0417CW - Classic Kit - Pieter van Musschenbroek dutch scientist

Source: © Science Photo Library

Pieter van Musschenbroek, the Dutch scientist who also reported discovery of the Leyden jar

Astonished by his discovery, he wrote to several academics in Berlin, Hallé, Leipzig and Gdánsk, all of whom failed to reproduce the effect. He may also have written to university friends in Leiden, because four months later the university’s professor of physics Pieter van Musschenbroek reported an almost identical experiment in letters to the French scientist René de Réaumur. Arguments have swirled among historians about how the Leiden experiment came about. It is known that a lawyer Andreas Cunaeus, who spent his spare time with van Musschenbroek and Allamand, was involved and he is generally agreed to have received the first major jolt in Leiden.

Were the three aware of von Kleist’s work? Van Musschenbroek has been dismissed by historians as an indifferent electrical experimenter, tending to spend more time repeating others’ work carefully than on embarking on anything new.

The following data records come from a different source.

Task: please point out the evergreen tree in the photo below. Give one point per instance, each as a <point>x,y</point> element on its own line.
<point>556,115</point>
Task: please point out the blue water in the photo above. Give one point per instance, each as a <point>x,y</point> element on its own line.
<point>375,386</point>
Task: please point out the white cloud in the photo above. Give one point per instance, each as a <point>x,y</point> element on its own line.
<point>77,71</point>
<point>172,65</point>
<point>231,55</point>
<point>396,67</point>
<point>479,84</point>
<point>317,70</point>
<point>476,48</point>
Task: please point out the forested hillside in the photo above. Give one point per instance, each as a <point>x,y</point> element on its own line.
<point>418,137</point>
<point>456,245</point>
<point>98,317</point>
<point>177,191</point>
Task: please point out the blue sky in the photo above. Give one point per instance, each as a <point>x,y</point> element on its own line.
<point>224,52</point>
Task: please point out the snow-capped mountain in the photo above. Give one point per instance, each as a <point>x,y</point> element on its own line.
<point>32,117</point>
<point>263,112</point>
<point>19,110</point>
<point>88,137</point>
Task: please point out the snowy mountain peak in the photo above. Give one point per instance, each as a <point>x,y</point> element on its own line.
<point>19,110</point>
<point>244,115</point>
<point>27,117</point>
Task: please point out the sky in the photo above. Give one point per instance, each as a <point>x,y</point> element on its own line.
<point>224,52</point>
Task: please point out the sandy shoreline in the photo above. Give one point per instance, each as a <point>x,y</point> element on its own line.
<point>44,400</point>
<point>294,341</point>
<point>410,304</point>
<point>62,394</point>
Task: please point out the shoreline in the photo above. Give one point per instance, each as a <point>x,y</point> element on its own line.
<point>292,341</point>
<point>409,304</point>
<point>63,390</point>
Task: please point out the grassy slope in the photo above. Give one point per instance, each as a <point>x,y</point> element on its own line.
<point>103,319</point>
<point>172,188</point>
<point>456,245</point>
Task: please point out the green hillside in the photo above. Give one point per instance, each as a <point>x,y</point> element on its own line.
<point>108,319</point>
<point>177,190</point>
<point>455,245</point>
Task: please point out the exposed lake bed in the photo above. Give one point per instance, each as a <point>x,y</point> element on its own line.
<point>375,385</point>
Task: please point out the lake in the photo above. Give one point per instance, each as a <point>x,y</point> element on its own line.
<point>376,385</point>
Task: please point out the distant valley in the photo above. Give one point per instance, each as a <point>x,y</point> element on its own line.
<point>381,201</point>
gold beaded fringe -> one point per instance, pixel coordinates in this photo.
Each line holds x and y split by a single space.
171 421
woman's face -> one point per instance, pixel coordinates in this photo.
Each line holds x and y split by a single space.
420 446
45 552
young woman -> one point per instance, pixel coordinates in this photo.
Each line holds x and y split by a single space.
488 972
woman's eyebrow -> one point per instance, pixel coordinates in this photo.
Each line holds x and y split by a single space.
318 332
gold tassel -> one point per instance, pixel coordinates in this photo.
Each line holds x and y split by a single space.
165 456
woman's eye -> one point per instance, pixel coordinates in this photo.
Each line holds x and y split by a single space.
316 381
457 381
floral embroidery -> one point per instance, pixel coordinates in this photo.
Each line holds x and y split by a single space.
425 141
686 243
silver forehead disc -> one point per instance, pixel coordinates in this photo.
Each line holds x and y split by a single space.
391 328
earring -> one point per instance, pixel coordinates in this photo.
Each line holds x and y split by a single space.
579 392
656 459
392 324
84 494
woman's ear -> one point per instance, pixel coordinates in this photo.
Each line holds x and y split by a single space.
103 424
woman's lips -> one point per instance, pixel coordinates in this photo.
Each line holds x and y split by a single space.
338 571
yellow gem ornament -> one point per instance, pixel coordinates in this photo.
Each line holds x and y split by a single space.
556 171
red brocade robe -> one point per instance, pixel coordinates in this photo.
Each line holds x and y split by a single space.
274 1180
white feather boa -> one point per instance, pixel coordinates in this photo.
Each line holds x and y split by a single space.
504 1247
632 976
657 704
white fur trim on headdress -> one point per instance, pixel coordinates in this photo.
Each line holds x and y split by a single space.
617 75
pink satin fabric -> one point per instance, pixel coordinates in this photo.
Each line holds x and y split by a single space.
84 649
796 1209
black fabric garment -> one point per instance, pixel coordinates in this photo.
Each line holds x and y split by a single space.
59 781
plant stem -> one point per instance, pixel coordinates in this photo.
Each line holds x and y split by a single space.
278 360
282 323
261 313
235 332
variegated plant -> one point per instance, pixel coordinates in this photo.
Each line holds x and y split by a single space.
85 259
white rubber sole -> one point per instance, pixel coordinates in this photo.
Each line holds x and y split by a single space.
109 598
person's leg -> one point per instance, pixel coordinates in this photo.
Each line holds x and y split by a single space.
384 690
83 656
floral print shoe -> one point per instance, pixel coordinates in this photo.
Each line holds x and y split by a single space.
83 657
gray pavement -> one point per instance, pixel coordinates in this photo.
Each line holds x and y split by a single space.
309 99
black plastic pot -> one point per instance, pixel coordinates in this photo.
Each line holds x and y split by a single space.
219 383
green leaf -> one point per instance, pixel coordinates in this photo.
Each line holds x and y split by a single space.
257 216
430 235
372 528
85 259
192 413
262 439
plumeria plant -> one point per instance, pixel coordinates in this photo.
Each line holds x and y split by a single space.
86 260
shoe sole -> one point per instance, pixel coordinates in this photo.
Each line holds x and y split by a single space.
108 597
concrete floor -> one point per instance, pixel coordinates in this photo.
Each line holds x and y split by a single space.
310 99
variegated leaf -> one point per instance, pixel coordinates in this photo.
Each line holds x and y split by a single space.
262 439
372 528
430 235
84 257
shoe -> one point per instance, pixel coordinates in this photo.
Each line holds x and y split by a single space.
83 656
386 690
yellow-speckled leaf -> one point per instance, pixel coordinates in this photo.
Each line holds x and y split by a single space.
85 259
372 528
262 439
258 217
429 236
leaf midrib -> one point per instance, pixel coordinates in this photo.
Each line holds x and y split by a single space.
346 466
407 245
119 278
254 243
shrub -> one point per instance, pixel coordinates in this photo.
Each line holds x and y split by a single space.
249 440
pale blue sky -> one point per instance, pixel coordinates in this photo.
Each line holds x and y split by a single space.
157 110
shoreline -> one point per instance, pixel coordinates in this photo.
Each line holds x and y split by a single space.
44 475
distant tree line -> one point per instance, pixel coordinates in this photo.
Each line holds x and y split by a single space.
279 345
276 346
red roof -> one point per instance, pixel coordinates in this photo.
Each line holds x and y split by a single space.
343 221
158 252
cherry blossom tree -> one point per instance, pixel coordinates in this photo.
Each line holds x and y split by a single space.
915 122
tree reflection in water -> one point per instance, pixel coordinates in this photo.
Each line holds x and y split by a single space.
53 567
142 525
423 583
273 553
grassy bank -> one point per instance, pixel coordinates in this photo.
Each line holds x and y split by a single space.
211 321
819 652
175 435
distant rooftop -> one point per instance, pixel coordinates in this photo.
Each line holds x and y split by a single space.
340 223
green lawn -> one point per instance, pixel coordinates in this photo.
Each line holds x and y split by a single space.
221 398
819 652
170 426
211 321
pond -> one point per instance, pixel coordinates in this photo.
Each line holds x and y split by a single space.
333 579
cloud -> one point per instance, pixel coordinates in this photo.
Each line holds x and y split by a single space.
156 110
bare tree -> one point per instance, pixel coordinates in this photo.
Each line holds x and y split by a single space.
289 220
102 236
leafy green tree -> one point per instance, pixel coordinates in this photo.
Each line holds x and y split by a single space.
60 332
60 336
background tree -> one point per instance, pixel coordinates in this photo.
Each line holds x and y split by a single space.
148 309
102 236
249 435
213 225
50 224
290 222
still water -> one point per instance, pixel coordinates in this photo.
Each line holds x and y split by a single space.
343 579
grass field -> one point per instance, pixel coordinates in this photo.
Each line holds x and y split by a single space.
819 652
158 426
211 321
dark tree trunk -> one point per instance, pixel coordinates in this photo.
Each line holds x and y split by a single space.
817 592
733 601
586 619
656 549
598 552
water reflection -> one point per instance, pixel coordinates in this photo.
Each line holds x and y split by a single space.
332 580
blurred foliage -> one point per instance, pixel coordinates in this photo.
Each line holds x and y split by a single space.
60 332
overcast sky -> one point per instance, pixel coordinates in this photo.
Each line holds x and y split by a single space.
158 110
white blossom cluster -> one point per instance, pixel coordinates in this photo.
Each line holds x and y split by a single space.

We may never know the precise sequence, but the uncertainty over priority has led to the gradual disappearance of the term Kleistian, to be replaced by the more generic Leyden (Leiden) jar – a term coined by French scientist Jean-Antoine Nollet, who translated van Musschenbroek’s work.

Von Kleist died less than three years after his discovery, probably oblivious to its significance. The ability to store charge opened up new possibilities in the study of electrical phenomena. Metallic coatings on the inside and outside of the jar improved its performance, but American scientist Benjamin Franklin in particular showed that the charge was stored on the glass rather than the metal. He also began to link them in series (‘in cascade’) to make a battery of Leyden jars. In Bologna, Luigi Galvani used the jars to make dead frogs twitch and likened electric eels to biological Leyden jars; Alessandro Volta (Chemistry World, June 2011, p58) used them to demolish Galvani’s speculations. Kleist has also been referred to, rather improbably, as ‘the father of the telegraph’ due to the role Leyden jars played in its development.

Perhaps there is some irony that, while today there has never been a greater need to store electricity, the first scientific studies of electricity were made possible by a reliable storage device. There really is nothing new under the sun.